Something is breaking in America’s young people. You can feel it in every headline, every grocery bill, every young voice quietly asking if the American dream still means anything at all.

For many, the promise of America — work hard, build something that lasts, and give the next generation a better start — feels like it no longer exists. Home ownership and stability have become luxuries for a fortunate few.

Capitalism is not a perfect system. It is flawed because people are flawed, but it remains the only system that rewards creativity and effort rather than punishing them.

In that vacuum of hope, a new promise has begun to rise — one that sounds compassionate, equal, and fair. The promise of socialism.

The appeal of a broken dream

When the American dream becomes a checklist of things few can afford — a home, a car, two children, even a little peace — disappointment quickly turns to resentment. The average first-time homebuyer is now 40 years old. Debt lasts longer than marriages. The cost of living rises faster than opportunity.

For a generation that has never seen the system truly work, capitalism feels like a rigged game built to protect those already at the top.

That is where socialism finds its audience. It presents itself as fairness for the forgotten and justice for the disillusioned. It speaks softly at first, offering equality, compassion, and control disguised as care.

We are seeing that illusion play out now in New York City, where Zohran Mamdani — an open socialist — has won a major political victory. The same ideology that once hid behind euphemisms now campaigns openly throughout America’s once-great cities. And for many who feel left behind, it sounds like salvation.

But what socialism calls fairness is submission dressed as virtue. What it calls order is obedience. Once the system begins to replace personal responsibility with collective dependence, the erosion of liberty is only a matter of time.

The bridge that never ends

Socialism is not a destination; it is a bridge. Karl Marx described it as the necessary transition to communism — the scaffolding that builds the total state. Under socialism, people are taught to obey. Under communism, they forget that any other options exist.

History tells the story clearly. Russia, China, Cambodia, Cuba — each promised equality and delivered misery. One hundred million lives were lost, not because socialism failed, but because it succeeded at what it was designed to do: make the state supreme and the individual expendable.

Today’s advocates insist their version will be different — democratic, modern, and kind. They often cite Sweden as an example, but Sweden’s prosperity was never born of socialism. It grew out of capitalism, self-reliance, and a shared moral culture. Now that system is cracking under the weight of bureaucracy and division.

ANGELA WEISS / Contributor | Getty Images

The real issue is not economic but moral. Socialism begins with a lie about human nature — that people exist for the collective and that the collective knows better than the individual.

This lie is contrary to the truths on which America was founded — that rights come not from government’s authority, but from God’s. Once government replaces that authority, compassion becomes control, and freedom becomes permission.

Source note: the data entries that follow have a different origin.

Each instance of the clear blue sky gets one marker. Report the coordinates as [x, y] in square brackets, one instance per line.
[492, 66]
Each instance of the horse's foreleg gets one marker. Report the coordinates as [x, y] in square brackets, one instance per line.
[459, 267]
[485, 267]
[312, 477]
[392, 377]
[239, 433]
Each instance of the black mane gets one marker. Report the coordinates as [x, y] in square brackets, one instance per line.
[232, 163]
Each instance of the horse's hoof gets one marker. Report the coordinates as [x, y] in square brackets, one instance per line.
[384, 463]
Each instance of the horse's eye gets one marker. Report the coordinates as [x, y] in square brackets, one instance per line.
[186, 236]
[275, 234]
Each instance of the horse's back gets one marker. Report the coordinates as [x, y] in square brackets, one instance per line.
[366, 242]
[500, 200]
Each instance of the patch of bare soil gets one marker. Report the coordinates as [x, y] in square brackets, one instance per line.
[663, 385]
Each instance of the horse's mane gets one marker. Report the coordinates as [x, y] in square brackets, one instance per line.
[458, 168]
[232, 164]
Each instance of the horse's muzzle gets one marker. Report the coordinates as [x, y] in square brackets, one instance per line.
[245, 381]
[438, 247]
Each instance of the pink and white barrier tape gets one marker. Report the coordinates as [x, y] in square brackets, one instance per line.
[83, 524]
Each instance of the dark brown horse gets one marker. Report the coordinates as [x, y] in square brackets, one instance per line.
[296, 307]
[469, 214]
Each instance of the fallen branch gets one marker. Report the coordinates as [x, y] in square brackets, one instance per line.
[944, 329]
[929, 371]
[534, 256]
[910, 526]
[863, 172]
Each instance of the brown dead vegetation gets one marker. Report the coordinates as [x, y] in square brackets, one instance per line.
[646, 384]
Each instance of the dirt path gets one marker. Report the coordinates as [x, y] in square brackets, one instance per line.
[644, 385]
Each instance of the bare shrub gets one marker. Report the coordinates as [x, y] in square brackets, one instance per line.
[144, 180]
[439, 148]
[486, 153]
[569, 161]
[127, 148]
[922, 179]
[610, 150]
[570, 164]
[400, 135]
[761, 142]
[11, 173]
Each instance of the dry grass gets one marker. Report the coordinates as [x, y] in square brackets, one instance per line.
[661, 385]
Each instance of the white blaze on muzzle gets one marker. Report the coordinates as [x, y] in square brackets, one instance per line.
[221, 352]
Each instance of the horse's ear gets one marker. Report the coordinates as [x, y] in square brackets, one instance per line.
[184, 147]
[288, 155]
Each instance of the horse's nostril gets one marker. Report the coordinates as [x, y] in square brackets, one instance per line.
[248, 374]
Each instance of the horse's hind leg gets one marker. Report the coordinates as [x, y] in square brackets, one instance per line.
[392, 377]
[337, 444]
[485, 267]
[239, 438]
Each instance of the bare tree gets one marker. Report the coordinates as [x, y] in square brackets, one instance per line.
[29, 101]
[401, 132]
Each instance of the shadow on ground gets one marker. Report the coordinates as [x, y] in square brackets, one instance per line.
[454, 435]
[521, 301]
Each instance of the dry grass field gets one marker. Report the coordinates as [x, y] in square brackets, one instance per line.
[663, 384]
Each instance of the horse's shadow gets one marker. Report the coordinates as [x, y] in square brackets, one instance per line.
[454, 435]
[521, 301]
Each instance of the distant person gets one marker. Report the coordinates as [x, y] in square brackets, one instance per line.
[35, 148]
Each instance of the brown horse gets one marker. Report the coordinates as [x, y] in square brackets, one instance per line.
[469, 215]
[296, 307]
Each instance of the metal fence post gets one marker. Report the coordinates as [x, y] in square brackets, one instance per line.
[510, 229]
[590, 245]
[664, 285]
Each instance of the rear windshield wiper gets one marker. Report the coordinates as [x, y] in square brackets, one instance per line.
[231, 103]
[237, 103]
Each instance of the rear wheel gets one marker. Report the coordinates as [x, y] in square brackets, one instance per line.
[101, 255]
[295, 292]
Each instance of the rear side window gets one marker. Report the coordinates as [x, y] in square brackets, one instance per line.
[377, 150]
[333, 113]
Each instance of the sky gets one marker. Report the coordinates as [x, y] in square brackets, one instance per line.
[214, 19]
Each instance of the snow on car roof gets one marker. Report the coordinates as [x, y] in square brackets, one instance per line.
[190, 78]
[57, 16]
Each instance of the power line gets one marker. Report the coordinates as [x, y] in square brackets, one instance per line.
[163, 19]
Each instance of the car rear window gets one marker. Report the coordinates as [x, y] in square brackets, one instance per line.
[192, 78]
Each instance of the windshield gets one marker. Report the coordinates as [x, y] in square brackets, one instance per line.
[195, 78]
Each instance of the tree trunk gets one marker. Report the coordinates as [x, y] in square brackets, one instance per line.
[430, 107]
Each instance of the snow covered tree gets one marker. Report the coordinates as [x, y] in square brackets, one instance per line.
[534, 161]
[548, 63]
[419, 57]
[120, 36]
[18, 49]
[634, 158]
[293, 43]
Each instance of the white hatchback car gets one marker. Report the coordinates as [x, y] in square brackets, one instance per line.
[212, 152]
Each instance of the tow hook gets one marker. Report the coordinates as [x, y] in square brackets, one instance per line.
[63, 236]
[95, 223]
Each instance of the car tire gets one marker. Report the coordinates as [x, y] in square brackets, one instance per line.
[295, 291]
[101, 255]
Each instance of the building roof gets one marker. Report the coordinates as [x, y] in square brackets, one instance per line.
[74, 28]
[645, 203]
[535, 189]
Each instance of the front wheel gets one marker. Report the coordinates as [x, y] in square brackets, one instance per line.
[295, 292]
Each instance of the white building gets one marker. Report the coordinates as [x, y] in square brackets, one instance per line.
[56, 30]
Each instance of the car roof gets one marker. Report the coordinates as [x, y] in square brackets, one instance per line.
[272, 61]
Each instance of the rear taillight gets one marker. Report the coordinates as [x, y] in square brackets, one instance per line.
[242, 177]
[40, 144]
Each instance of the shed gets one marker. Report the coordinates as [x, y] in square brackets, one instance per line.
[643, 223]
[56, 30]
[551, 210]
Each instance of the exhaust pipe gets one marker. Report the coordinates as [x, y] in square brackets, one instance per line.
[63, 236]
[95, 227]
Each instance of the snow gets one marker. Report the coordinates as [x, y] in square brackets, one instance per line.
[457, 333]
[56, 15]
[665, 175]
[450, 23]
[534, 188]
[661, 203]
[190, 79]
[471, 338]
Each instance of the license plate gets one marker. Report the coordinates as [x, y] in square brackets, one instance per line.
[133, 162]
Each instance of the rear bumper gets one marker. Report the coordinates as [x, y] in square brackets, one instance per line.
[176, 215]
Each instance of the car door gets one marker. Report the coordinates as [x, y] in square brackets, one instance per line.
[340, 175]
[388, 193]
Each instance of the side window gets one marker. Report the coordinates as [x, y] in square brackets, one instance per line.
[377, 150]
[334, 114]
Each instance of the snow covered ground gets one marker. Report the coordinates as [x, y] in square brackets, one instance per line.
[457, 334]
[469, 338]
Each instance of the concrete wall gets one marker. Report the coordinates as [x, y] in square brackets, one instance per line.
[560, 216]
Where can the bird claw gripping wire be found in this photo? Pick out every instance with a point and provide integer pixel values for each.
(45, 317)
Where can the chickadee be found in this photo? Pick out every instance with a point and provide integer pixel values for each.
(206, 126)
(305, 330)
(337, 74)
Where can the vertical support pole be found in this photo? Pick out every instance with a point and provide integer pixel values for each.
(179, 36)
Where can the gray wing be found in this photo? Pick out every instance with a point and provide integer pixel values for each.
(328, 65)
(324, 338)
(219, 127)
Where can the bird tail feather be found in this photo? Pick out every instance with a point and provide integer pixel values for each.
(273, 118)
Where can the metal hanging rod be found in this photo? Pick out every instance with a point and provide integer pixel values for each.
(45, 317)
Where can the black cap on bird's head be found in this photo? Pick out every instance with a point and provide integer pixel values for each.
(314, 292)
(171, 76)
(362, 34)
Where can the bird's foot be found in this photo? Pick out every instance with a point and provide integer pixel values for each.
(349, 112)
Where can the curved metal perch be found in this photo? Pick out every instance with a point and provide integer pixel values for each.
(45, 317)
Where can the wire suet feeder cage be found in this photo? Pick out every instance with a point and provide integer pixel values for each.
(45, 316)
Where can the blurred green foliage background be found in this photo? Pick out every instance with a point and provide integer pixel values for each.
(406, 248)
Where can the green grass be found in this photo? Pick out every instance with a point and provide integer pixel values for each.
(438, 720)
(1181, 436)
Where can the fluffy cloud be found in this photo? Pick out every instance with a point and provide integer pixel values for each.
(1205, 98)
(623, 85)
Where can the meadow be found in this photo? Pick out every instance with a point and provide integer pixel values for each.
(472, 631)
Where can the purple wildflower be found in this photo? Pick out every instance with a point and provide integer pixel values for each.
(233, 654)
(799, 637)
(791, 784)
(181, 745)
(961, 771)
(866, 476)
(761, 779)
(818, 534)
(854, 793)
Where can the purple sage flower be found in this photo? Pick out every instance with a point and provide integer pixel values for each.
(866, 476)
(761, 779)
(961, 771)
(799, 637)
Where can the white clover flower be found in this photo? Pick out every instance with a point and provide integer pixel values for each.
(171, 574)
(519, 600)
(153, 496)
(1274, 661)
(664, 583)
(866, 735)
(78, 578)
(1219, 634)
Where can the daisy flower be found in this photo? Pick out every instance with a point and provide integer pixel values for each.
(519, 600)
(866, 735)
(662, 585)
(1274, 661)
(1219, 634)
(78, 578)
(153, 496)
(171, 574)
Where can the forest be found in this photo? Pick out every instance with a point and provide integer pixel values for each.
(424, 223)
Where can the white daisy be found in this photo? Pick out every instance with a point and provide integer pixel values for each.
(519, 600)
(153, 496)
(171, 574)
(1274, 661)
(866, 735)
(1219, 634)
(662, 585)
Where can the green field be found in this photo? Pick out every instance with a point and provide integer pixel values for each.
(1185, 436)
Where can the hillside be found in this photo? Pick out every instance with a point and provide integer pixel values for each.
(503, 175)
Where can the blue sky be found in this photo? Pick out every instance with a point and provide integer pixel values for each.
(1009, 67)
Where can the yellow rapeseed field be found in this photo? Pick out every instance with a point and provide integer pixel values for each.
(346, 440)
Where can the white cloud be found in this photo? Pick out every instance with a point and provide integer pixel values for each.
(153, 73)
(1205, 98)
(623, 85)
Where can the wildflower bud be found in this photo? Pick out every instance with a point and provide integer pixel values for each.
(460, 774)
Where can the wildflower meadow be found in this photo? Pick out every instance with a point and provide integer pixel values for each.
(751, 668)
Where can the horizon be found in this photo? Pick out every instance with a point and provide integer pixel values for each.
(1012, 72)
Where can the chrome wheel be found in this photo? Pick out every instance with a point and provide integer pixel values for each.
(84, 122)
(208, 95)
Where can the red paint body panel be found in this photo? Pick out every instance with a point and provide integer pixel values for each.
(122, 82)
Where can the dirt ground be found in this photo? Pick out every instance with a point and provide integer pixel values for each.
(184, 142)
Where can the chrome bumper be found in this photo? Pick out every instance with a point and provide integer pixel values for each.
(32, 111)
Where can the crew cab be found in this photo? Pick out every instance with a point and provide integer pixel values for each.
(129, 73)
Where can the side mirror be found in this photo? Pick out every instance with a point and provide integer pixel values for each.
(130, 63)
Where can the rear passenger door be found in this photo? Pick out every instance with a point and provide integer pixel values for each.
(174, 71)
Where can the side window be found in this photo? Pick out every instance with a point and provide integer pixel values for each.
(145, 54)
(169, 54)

What young America deserves

Young Americans have many reasons to be frustrated. They were told to study, work hard, and follow the rules — and many did, only to find the goalposts moved again and again. But tearing down the entire house does not make it fairer; it only leaves everyone standing in the rubble.

Capitalism is not a perfect system. It is flawed because people are flawed, but it remains the only system that rewards creativity and effort rather than punishing them. The answer is not revolution but renewal — moral, cultural, and spiritual.

It means restoring honesty to markets, integrity to government, and faith to the heart of our nation. A people who forsake God will always turn to government for salvation, and that road always ends in dependency and decay.

Freedom demands something of us. It requires faith, discipline, and courage. It expects citizens to govern themselves before others govern them. That is the truth this generation deserves to hear again — that liberty is not a gift from the state but a calling from God.

Socialism always begins with promises and ends with permission. It tells you what to drive, what to say, what to believe, all in the name of fairness. But real fairness is not everyone sharing the same chains — it is everyone having the same chance.

The American dream was never about guarantees. It was about the right to try, to fail, and try again. That freedom built the most prosperous nation in history, and it can do so again if we remember that liberty is not a handout but a duty.

Socialism does not offer salvation. It requires subservience.